Regarding Bachelorette Des’ tendency to suck face with everything that has a Y-chromosome (and yes, we’re still talking about the last season of The Bachelorette):

“Talk about a defiled oral cavity!”

Also regarding Des’s tendency to make out with anything that moves:

“Seriously! How many miners have been down that shaft?”

[At this point, I just shook my head and told him I don’t think he should repeat that. Ever.]

In response to my sister and mother and me discussing the downfalls of various sports bras in his presence:

“There will be NO more talk of nipples in this kitchen.”

Describing his favorite celebrity chef, Curtis Stone:

“He’s a beautiful, beautiful man.”

Regarding my workout wear:

“Good Lord, Dominique! Don’t you have anything less tight and less short to wear?”

Regarding the ex-convict (seriously, he’d just gotten out of prison) that was hitting on me at work:

“Did you tell him that whatever he tries doing to you, your father will do far worse to him?”

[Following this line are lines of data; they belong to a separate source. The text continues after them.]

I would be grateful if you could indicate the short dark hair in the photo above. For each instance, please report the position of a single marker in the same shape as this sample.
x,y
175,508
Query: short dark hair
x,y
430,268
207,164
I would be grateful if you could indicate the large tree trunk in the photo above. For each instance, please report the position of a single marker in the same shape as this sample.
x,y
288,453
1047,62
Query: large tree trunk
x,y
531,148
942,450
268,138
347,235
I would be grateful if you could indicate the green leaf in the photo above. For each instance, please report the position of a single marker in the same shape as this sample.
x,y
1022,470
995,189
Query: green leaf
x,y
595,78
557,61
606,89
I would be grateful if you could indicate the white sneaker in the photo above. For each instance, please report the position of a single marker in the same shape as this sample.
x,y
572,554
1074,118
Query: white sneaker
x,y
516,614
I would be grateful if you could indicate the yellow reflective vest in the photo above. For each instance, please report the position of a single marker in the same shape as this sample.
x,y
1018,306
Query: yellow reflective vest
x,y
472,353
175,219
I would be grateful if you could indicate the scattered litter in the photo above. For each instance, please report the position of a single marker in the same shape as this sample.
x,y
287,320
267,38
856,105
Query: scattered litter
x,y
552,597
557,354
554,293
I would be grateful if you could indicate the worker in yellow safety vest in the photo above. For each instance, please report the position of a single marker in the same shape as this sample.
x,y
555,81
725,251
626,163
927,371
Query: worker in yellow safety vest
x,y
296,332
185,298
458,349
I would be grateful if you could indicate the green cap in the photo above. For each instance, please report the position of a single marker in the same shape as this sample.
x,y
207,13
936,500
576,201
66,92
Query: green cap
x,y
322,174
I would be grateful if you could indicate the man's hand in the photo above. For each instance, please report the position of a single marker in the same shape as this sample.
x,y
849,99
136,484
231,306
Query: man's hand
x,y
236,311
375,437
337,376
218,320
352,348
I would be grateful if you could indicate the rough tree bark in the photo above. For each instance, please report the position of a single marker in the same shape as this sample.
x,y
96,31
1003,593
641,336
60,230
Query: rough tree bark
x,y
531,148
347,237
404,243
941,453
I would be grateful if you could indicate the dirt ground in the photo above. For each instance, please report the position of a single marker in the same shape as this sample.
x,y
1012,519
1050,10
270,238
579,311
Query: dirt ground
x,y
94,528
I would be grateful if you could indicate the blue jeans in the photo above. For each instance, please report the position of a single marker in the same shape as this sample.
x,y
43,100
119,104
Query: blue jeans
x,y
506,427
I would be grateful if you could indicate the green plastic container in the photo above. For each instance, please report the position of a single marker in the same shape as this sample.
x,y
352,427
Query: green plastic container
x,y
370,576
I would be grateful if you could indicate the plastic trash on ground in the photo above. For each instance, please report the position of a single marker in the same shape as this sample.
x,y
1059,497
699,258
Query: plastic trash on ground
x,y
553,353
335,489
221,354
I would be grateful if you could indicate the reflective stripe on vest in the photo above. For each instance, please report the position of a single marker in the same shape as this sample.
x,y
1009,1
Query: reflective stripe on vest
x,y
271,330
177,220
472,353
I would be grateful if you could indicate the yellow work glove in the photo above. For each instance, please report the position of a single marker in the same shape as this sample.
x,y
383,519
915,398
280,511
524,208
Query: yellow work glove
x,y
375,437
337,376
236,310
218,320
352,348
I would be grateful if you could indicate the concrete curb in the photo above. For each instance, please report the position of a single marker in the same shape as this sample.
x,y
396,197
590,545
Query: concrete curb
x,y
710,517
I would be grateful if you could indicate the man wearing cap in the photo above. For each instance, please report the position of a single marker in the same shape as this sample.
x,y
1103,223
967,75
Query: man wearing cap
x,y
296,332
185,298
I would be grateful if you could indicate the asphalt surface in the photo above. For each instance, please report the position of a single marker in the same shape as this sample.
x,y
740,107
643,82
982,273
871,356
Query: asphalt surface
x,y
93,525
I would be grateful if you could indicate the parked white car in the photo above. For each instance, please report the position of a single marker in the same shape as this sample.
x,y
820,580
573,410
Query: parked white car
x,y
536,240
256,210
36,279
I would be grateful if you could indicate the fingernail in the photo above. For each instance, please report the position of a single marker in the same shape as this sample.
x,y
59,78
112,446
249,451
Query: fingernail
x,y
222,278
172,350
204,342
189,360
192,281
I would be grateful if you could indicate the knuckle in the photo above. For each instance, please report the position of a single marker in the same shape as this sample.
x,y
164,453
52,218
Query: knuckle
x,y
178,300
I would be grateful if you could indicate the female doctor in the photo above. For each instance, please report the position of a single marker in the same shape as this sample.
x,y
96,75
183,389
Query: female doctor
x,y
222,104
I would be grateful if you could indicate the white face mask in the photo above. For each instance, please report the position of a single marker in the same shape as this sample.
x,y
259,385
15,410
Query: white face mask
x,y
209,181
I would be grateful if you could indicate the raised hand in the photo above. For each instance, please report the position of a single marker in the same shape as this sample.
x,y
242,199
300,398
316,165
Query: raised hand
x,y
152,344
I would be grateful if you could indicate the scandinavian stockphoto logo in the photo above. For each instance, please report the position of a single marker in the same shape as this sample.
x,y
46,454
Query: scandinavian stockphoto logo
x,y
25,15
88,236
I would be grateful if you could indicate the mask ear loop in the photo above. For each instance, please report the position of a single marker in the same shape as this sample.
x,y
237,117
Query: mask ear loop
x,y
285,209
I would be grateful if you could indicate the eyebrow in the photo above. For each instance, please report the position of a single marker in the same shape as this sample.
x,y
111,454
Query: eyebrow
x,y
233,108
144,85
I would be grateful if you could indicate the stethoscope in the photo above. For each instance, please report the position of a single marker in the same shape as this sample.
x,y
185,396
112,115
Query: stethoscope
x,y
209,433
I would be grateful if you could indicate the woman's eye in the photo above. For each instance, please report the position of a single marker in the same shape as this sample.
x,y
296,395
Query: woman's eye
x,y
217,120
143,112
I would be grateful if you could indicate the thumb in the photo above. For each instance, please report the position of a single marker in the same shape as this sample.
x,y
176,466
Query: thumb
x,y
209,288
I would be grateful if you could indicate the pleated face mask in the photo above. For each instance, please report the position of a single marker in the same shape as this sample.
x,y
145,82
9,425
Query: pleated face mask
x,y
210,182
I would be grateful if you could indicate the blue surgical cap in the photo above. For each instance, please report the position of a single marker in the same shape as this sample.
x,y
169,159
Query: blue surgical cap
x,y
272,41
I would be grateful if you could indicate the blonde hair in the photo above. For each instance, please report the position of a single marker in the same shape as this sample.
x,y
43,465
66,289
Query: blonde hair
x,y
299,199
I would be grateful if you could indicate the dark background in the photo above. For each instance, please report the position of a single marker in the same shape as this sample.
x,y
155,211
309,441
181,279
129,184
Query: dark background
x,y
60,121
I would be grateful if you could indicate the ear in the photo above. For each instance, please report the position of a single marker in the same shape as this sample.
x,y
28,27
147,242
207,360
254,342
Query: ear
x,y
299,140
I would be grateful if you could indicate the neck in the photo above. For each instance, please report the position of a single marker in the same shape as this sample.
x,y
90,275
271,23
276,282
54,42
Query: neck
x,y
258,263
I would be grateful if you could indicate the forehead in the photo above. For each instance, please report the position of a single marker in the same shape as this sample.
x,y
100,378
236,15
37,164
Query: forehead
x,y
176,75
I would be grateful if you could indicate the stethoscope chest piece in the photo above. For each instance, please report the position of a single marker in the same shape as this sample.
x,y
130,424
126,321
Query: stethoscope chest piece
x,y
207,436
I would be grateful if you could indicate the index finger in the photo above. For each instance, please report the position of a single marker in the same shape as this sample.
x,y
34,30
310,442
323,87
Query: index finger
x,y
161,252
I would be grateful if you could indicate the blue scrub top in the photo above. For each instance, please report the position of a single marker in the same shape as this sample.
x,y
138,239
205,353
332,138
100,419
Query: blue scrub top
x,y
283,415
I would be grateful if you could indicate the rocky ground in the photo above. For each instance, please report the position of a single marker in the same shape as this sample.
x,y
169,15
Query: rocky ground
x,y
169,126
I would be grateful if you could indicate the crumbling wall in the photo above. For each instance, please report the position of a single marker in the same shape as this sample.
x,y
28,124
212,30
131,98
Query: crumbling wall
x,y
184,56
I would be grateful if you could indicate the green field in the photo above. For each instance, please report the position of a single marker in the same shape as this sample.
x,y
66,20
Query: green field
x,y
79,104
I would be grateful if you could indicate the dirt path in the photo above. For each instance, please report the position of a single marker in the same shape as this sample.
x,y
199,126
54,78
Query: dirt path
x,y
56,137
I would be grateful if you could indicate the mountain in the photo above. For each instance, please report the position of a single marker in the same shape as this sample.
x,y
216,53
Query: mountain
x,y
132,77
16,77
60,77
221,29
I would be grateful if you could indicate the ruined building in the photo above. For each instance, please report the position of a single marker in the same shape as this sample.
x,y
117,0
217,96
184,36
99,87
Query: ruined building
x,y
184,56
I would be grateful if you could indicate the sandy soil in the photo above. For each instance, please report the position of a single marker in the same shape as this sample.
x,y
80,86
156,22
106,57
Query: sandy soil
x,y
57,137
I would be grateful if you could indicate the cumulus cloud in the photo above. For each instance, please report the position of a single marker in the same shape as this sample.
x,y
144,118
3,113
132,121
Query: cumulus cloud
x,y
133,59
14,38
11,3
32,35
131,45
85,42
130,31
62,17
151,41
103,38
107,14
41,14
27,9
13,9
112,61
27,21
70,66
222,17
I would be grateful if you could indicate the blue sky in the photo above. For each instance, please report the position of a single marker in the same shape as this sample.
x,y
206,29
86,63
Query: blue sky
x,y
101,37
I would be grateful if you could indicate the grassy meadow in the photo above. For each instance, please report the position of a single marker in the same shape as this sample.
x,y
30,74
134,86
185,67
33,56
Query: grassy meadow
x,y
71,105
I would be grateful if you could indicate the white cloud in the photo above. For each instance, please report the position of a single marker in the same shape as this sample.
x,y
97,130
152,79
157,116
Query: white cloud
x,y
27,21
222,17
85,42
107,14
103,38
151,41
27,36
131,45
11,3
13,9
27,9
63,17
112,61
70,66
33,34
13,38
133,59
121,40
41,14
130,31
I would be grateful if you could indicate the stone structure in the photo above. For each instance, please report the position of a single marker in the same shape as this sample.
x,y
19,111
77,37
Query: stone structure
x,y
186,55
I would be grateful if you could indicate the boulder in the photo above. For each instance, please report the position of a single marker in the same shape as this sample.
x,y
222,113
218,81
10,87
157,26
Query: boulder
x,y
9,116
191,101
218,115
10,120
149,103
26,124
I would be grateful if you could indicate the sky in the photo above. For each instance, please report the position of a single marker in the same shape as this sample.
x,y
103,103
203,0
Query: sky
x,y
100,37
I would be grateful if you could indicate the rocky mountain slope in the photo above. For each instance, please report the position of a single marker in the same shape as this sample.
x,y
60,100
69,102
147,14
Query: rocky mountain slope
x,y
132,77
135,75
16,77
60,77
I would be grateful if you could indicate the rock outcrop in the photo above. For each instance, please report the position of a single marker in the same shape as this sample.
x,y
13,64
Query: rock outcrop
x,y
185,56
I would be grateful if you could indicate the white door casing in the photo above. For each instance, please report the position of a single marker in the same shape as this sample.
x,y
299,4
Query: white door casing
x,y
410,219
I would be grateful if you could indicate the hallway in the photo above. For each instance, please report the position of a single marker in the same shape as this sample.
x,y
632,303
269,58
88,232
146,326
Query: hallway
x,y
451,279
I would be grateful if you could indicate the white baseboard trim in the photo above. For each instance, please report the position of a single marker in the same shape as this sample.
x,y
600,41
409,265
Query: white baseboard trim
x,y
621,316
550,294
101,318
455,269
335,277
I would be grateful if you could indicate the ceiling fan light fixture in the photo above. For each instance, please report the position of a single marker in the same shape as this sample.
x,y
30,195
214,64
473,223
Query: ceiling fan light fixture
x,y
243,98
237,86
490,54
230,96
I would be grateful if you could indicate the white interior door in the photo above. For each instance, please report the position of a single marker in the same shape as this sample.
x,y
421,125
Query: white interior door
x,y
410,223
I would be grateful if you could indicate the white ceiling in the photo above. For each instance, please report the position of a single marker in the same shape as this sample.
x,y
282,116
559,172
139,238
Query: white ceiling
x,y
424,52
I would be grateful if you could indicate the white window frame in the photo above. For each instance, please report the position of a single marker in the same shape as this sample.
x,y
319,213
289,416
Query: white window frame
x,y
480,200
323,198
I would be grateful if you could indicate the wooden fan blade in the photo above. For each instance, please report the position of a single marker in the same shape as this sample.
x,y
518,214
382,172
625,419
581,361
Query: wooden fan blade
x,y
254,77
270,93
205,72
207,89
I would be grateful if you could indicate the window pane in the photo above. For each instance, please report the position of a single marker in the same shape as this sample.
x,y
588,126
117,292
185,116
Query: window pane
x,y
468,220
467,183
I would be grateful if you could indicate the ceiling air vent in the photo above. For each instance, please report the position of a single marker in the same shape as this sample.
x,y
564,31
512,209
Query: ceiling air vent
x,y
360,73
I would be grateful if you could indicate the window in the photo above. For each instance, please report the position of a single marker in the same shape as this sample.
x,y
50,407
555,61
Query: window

[Actually Dad, given that he just spent some time in prison, I’m not sure he’d find that terribly bothersome.]

Regarding my youngest sister’s questions about the birds and the bees:

“Hell, if only I’d started watching Duck Dynasty sooner, it would have saved me a lot of trouble. I could have just showed her the episode where Phil points out the crawdads’ ding dong and lady parts.”


The main point here is not my lack of mature conversational topics or my family’s disturbing southern-ness, but the fact that my dad says hilarious stuff, and the older I get, the more I appreciate him.


So, Dad, thanks for being so sassy.

juan pablo yodeler

And a big thumbs up from Juan Pablo, everyone’s favorite human.